McCoy not only set that completion percentage record last season but also led the Longhorns to a 12-1 record and a No. 4 finish in the final poll.

"I called him in January," Davis said. "I said, 'Look, you just completed 77 percent of your passes for the season. I just completed 36 years of coaching. I've never had a guy do that.

"'Now, let me go a step further. Nobody who has ever coached quarterbacks has had a guy do that. So to think you're just going to walk back out here next year and it's going to go to 80 is unrealistic.'"

But, McCoy entered the 2009 season trying to be perfect, do everything right, but ended up playing too cautiously. The team continued to win, but wasn't playing well, and most certainly wasn't having fun. The entire team was tight and underperforming.

"I was playing good and giving my team its best chance to win," McCoy said, "but at the same time it was not fun. I was beating myself up. I kept digging myself deeper and deeper in a hole that I couldn't get out of."

"You put so much pressure on yourself and expectations on yourself to be the best, to complete all your passes and throw three or four touchdowns and throw for 300 yards," McCoy said. "When you don't, and you decided to come back for your senior year and come back and have an up-and-down year and you don't do all that, it hurts you mentally.
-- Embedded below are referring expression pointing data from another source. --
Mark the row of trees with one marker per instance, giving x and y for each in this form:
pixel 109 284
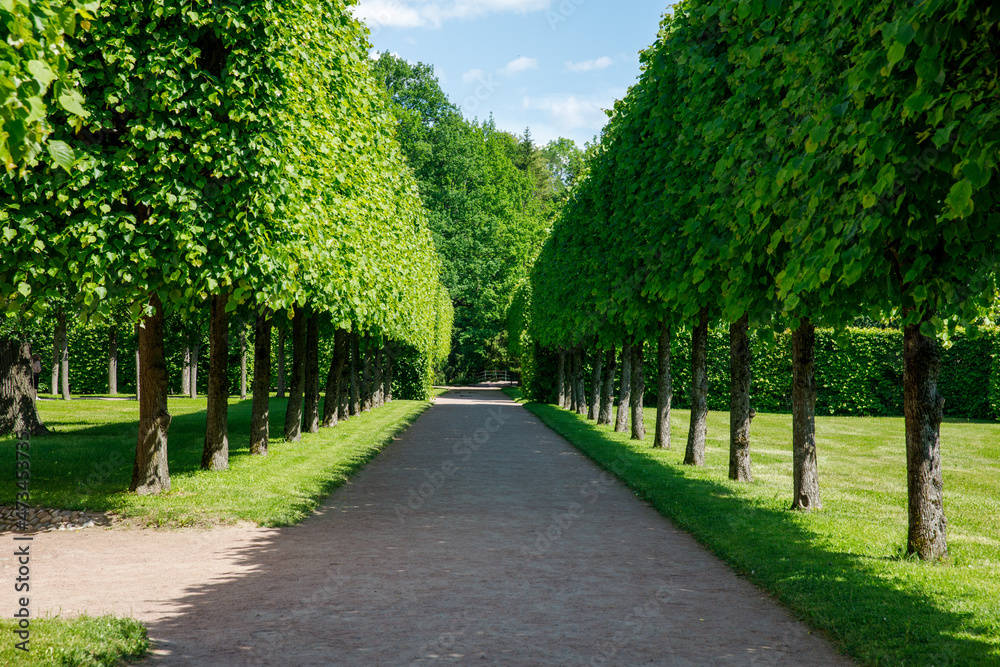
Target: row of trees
pixel 788 168
pixel 244 158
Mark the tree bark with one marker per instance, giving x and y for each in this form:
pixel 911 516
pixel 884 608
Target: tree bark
pixel 561 379
pixel 695 453
pixel 805 474
pixel 281 363
pixel 112 361
pixel 311 409
pixel 150 474
pixel 638 390
pixel 625 388
pixel 18 414
pixel 579 384
pixel 366 378
pixel 332 401
pixel 215 454
pixel 260 430
pixel 355 406
pixel 739 400
pixel 923 406
pixel 63 357
pixel 54 388
pixel 243 362
pixel 195 351
pixel 608 387
pixel 664 388
pixel 296 388
pixel 186 371
pixel 595 384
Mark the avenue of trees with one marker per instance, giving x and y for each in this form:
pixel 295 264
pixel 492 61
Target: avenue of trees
pixel 237 162
pixel 783 168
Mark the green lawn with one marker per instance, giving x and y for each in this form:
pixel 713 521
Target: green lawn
pixel 87 464
pixel 839 569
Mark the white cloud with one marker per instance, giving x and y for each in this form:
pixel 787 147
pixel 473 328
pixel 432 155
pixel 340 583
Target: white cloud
pixel 379 14
pixel 570 112
pixel 473 75
pixel 522 64
pixel 589 65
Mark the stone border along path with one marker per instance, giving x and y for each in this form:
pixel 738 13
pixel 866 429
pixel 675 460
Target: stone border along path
pixel 479 537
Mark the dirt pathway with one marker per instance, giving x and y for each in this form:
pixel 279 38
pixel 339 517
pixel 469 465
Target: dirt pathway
pixel 480 537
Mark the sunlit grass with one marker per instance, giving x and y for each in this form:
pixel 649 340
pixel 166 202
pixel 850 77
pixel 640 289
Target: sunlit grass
pixel 840 569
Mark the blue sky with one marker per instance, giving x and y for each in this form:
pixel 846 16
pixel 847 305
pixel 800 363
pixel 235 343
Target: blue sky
pixel 551 65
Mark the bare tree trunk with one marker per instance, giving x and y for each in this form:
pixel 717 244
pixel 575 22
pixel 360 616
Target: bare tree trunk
pixel 923 406
pixel 260 430
pixel 18 414
pixel 805 473
pixel 281 363
pixel 740 414
pixel 195 351
pixel 296 389
pixel 112 361
pixel 608 387
pixel 243 362
pixel 311 409
pixel 331 404
pixel 595 384
pixel 186 371
pixel 695 453
pixel 63 357
pixel 215 454
pixel 150 474
pixel 664 388
pixel 638 390
pixel 625 388
pixel 355 380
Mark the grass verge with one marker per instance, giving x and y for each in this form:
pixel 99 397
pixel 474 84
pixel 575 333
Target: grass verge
pixel 86 641
pixel 840 569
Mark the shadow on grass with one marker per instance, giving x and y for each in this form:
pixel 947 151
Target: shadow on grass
pixel 875 620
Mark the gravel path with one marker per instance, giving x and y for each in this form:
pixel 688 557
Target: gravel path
pixel 480 537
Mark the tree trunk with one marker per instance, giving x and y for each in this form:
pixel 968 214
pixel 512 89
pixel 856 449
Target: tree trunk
pixel 63 357
pixel 804 471
pixel 608 387
pixel 54 388
pixel 215 455
pixel 579 384
pixel 625 388
pixel 243 362
pixel 186 371
pixel 561 379
pixel 390 360
pixel 638 390
pixel 366 381
pixel 695 453
pixel 195 351
pixel 112 361
pixel 739 400
pixel 260 431
pixel 296 388
pixel 311 409
pixel 923 407
pixel 281 363
pixel 355 406
pixel 18 414
pixel 150 474
pixel 595 384
pixel 664 388
pixel 331 404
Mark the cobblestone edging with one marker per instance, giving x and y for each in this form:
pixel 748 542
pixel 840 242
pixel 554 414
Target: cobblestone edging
pixel 42 519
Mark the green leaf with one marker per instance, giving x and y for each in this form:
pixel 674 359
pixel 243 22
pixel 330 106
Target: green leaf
pixel 62 154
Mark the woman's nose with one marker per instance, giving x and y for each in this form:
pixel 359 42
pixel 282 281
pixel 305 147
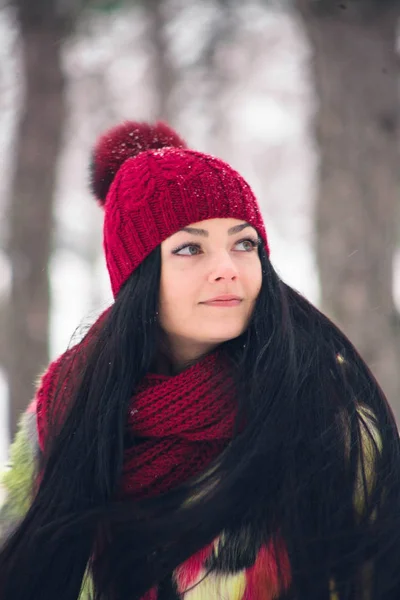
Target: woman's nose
pixel 223 268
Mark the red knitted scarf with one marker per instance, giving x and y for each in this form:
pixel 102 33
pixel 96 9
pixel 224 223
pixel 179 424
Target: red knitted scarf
pixel 183 422
pixel 177 424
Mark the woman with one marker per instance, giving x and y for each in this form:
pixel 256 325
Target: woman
pixel 213 436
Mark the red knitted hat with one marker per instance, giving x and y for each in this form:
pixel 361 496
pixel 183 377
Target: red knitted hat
pixel 151 186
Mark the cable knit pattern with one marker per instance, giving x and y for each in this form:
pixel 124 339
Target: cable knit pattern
pixel 151 186
pixel 178 424
pixel 159 192
pixel 184 421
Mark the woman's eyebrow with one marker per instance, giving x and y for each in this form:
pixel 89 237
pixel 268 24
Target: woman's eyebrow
pixel 204 232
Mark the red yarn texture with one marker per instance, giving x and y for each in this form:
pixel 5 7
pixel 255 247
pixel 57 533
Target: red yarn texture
pixel 178 424
pixel 159 192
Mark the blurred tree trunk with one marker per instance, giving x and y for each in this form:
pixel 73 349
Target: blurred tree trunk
pixel 356 75
pixel 31 206
pixel 163 71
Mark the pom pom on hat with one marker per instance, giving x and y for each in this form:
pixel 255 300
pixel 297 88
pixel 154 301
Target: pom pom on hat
pixel 124 141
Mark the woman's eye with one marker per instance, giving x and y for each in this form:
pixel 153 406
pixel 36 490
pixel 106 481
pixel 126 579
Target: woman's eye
pixel 250 244
pixel 194 249
pixel 188 250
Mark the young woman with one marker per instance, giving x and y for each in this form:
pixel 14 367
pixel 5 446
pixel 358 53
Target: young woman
pixel 213 436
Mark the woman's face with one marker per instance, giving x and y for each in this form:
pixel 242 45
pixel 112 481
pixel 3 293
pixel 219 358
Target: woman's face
pixel 208 259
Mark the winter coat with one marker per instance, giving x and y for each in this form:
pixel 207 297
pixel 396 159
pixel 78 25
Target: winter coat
pixel 255 583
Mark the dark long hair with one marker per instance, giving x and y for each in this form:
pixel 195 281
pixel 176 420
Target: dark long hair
pixel 295 473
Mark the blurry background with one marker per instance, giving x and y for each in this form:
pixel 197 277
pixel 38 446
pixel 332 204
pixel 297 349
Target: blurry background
pixel 301 96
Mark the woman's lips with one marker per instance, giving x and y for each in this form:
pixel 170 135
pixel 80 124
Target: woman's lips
pixel 223 303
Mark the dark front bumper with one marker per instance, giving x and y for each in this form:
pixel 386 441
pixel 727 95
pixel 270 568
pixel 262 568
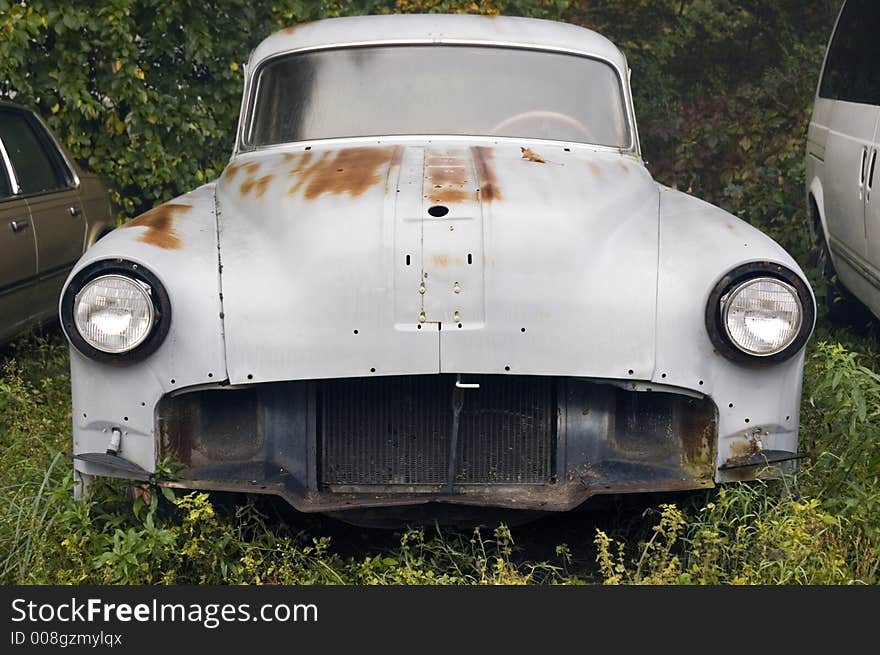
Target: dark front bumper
pixel 540 443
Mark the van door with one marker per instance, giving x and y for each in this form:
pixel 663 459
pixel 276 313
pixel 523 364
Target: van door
pixel 850 80
pixel 872 204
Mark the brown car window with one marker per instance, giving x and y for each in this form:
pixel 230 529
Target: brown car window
pixel 37 168
pixel 5 186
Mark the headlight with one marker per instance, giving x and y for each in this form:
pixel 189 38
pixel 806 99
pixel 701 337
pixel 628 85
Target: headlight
pixel 760 312
pixel 114 314
pixel 762 316
pixel 115 311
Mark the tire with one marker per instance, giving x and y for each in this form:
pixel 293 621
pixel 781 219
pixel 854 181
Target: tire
pixel 842 307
You end up not having fun. You stress out all week. You think, 'I'll do better next week.'"

"It's easy to say, 'I'm going to get out of it,'" McCoy said. "But to get out of it, physically and mentally and completely, was one of the hardest things I've ever had to do."

"I wasn't losing it on anybody else but myself," he said. "I wasn't being myself around the facility, around my teammates. I was most pissed off at myself. When you're a quarterback, a leader, you've been here for four years, you can't do that. That's something I know. I wasn't trying to act that way. I was in a hole. I was concerned."

Nevertheless, Texas kept winning. The Longhorns went into Dallas to play Oklahoma with a 5-0 record.

"I could have been so much better," McCoy said. "I could have been such a better leader and teammate. … I was frustrated and trying to figure out what was wrong with me instead of helping the young receivers, staying after practice, making sure they knew where I want them to be."

McCoy had his worst statistical game of the season against OU. He completed 21 of 39 passes for only 127 yards. He lost two fumbles, one at the Oklahoma goal line. With Texas trying to extend a 16-13 lead, he threw an interception to Sooners cornerback Brian Jackson at the Oklahoma 9. McCoy chased Jackson down and made the tackle.

That might have been the play that saved McCoy's season. After Davis broke down the video of the game, he called McCoy into his office.

"I said, 'Of all the records you've broken, of all the things you've done, I'm probably more proud of you for this ballgame than I am for any ballgame,'" Davis said.

"He said, 'Why?'

"I said, 'Just because of the way you competed and the way you put the team first. You throw the interception, and a lot of guys would have been over there kicking the dirt. And you went and made the tackle. We ended up getting the ball back. You competed for 60 minutes against a quality defensive football team, and because of that, we won the game.'"

"The week after Oklahoma, I let myself go," McCoy said. "Forget about everything. I walked up to Coach [Mack] Brown and Coach Davis and said, 'As far as I'm concerned, we're 0-0. This is going to be my first game. I'm starting over completely.'

"I've been so much better since," McCoy said. "I can feel my teammates following me, responding to me, and I'm feeling confident."

In the past five games, McCoy completed 77 percent of his passes for 1,487 yards and 12 touchdowns and threw only two interceptions. Again, aainst Kansas on Saturday night, McCoy threw for 396 yards and four touchdowns.

So, what happened?

"He relaxed," Davis said.

Excerpts from ESPN.com, November 23, 2009.